Thread: Foreign key to a view (UNION of two or more tables), any alternative?
Foreign key to a view (UNION of two or more tables), any alternative?
From
Jose Gonzalez Gomez
Date:
Hi there, I have the following problem: I'm developing some forms for data entry for some clinical studies, with data stored on a PostgreSQL database. The study is based in a questionnaire, with stablished options for almost every question. They want answers to be stored as numeric codes so they can later use the information for statistical analysis. The current approach is to have some tables with valid answers and codes, and then a table with questionnaire data, including foreign keys to the corresponding table. Now imagine you have a question that may be answered with yes (1) or no (2). I would have something like the following: CREATE TABLE yes_no ( code integer NOT NULL, description varchar(255), CONSTRAINT "yes_no_PK" PRIMARY KEY (code) ) INSERT INTO yes_no (code,description) VALUES (1,'yes'); INSERT INTO yes_no (code,description) VALUES (2,'no'); CREATE TABLE questionnaire ( ....... someQuestion integer, ...... CONSTRAINT "someQuestion_FK" FOREIGN KEY (someQuestion) REFERENCES yes_no (code) ) The problem comes when you have questions that may be not applicable (8), or optional (doesn't know, doesn't answer) (9). The easy solution would be to have four tables: yes_no yes_no_not_applicable yes_no_optional yes_no_not_applicable_optional and then stablish foreign keys to the corresponding tables. This is quite cumbersome, as the example I have used here just have two possible values, but there are some of this codifications that include hundred of options (for example, cities): I would have four copies of the same information with all the related problems. My first try to solve this was to create a "data" table, a optional table, a not applicable table and then create views as needed: Tables: yes_no not_applicable optional Views (when needed) yes_no_not_applicable (SELECT * FROM yes_no UNION SELECT * FROM not_applicable) yes_no_optional (same idea) yes_no_not_applicable_optional (same idea) But this can't be done in PostgreSQL, as you can't create a foreign key referencing a view. So the question is: can this be solved in an easy portable way? maybe I should rethink the design so special values (not applicable / optional) aren't represented the same way or in the same column that real data? Any thoughts are really appreciated, best regards Jose
Re: Foreign key to a view (UNION of two or more tables), any alternative?
From
Bruno Wolff III
Date:
On Fri, Jun 17, 2005 at 14:35:01 +0200, Jose Gonzalez Gomez <jgonzalez.openinput@gmail.com> wrote: > > The problem comes when you have questions that may be not applicable > (8), or optional (doesn't know, doesn't answer) (9). The easy solution > would be to have four tables: > > yes_no > yes_no_not_applicable > yes_no_optional > yes_no_not_applicable_optional How about having a table with the valid codes for each question? This should be relatively easy maintain and you can easily set up a foreign key reference to this table to enforce integrity.
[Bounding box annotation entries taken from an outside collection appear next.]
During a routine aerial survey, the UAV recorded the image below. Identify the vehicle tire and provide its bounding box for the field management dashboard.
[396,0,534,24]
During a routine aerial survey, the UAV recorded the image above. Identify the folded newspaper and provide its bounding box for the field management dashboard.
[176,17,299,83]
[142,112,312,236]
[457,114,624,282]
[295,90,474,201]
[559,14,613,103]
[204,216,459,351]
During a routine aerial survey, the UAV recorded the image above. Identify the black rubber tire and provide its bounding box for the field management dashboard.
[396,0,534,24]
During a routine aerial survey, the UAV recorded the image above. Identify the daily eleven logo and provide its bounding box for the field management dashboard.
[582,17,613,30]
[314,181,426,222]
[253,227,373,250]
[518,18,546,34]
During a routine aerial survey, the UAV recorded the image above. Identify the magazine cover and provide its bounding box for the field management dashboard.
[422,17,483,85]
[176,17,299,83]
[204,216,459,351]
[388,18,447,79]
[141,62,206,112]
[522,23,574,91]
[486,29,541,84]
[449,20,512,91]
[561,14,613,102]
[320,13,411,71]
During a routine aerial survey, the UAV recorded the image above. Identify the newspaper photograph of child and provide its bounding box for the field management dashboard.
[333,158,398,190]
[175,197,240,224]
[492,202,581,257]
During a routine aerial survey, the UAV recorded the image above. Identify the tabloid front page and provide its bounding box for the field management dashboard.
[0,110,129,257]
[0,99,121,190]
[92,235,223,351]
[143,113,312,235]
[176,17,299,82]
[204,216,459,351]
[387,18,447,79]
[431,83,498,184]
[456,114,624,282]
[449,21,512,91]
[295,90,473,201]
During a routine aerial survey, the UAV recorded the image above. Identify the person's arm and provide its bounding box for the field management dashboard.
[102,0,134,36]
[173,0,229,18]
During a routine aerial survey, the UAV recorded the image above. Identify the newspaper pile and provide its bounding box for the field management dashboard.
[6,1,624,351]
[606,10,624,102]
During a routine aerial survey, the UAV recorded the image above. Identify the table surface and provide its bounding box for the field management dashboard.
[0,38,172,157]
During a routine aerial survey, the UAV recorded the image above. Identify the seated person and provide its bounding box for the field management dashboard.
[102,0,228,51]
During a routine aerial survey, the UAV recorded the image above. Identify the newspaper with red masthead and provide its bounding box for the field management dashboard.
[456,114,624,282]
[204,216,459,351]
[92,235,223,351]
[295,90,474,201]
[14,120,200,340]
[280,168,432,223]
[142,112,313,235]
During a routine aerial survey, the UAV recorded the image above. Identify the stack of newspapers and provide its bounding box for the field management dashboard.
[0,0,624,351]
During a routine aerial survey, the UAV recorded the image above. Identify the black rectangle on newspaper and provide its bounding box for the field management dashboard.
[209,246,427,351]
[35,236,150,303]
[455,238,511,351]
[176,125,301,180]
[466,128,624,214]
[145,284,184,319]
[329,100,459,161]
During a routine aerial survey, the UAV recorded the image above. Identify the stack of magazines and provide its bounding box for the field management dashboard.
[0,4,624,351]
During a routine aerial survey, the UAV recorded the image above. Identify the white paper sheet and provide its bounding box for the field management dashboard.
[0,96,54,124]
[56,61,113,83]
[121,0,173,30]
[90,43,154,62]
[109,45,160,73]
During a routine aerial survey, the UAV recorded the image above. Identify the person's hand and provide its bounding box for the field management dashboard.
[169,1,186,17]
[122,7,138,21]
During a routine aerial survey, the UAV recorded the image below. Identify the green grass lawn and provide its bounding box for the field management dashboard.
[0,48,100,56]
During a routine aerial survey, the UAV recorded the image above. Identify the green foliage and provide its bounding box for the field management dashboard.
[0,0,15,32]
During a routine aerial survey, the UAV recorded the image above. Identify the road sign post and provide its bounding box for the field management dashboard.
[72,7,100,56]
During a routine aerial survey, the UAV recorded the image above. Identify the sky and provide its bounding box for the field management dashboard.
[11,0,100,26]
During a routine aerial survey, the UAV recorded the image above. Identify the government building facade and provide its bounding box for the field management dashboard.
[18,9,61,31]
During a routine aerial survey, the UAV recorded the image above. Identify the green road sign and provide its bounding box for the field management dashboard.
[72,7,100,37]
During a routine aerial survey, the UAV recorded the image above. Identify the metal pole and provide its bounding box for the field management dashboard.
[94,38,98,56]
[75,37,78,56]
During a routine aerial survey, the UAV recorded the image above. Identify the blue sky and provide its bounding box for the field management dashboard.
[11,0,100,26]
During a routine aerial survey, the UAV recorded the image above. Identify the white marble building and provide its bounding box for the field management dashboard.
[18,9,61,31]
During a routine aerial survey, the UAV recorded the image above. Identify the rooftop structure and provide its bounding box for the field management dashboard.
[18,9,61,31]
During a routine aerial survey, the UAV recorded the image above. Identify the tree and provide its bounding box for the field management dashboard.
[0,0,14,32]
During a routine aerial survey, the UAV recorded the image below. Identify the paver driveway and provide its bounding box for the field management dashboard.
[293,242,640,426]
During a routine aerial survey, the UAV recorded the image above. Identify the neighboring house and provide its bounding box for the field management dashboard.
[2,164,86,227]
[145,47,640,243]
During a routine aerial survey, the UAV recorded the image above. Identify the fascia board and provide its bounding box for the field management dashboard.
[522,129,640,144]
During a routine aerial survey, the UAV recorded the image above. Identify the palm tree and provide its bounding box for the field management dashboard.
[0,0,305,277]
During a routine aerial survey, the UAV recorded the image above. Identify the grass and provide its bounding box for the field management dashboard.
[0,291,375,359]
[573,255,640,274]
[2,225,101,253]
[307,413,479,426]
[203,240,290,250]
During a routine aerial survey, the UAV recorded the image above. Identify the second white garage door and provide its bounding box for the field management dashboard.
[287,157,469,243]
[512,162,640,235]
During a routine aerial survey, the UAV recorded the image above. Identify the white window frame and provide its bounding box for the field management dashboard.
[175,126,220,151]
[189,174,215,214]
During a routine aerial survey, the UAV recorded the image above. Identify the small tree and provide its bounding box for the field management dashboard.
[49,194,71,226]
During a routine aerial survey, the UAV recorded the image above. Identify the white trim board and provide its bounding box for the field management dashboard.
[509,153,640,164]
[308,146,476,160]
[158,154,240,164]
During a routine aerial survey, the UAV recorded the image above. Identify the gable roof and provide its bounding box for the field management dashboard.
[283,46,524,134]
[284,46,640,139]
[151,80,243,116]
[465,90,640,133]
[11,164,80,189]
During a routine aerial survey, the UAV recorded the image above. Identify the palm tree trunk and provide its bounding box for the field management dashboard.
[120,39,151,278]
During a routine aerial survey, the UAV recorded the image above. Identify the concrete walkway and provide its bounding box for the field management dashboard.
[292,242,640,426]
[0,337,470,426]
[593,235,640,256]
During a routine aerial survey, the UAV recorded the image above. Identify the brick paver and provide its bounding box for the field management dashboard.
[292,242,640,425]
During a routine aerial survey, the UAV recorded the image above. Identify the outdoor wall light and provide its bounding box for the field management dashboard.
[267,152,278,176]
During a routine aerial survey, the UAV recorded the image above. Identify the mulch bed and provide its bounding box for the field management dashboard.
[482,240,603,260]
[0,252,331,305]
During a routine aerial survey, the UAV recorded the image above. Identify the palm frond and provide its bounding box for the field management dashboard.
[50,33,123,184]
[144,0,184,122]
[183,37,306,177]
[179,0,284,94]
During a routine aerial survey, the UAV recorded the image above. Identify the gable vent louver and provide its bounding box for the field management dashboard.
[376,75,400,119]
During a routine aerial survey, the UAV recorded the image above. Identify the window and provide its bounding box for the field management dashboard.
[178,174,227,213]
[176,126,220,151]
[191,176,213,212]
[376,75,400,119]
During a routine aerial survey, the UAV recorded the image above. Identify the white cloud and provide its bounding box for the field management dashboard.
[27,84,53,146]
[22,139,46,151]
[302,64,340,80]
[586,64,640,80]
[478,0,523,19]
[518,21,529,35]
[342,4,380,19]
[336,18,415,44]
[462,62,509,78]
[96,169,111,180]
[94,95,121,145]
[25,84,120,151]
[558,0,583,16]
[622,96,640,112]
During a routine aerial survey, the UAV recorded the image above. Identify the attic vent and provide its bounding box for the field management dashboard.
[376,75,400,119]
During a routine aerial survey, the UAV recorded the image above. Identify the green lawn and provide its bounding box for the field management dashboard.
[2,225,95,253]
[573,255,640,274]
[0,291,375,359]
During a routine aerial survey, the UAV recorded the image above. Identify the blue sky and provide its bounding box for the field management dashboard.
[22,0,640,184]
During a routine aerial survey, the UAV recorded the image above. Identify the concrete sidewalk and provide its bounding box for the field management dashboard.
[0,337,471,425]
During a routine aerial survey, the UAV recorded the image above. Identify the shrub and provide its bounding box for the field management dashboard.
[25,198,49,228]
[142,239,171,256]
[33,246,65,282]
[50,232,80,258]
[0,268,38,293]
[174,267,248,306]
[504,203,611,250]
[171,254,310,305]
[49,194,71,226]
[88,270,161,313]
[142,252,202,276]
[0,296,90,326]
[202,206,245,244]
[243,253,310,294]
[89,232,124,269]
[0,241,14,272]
Re: Foreign key to a view (UNION of two or more tables), any alternative?
From
Jose Gonzalez Gomez
Date:
On 6/17/05, Bruno Wolff III <bruno@wolff.to> wrote: > On Fri, Jun 17, 2005 at 14:35:01 +0200, > Jose Gonzalez Gomez <jgonzalez.openinput@gmail.com> wrote: > > > > The problem comes when you have questions that may be not applicable > > (8), or optional (doesn't know, doesn't answer) (9). The easy solution > > would be to have four tables: > > > > yes_no > > yes_no_not_applicable > > yes_no_optional > > yes_no_not_applicable_optional > > How about having a table with the valid codes for each question? > This should be relatively easy maintain and you can easily set up > a foreign key reference to this table to enforce integrity. > There would be no problem in doing so with such an easy case, but think about having a table with cities (hundred, thousands?) and then have four copies for each of the above posibilities with its related maintenance nightmare.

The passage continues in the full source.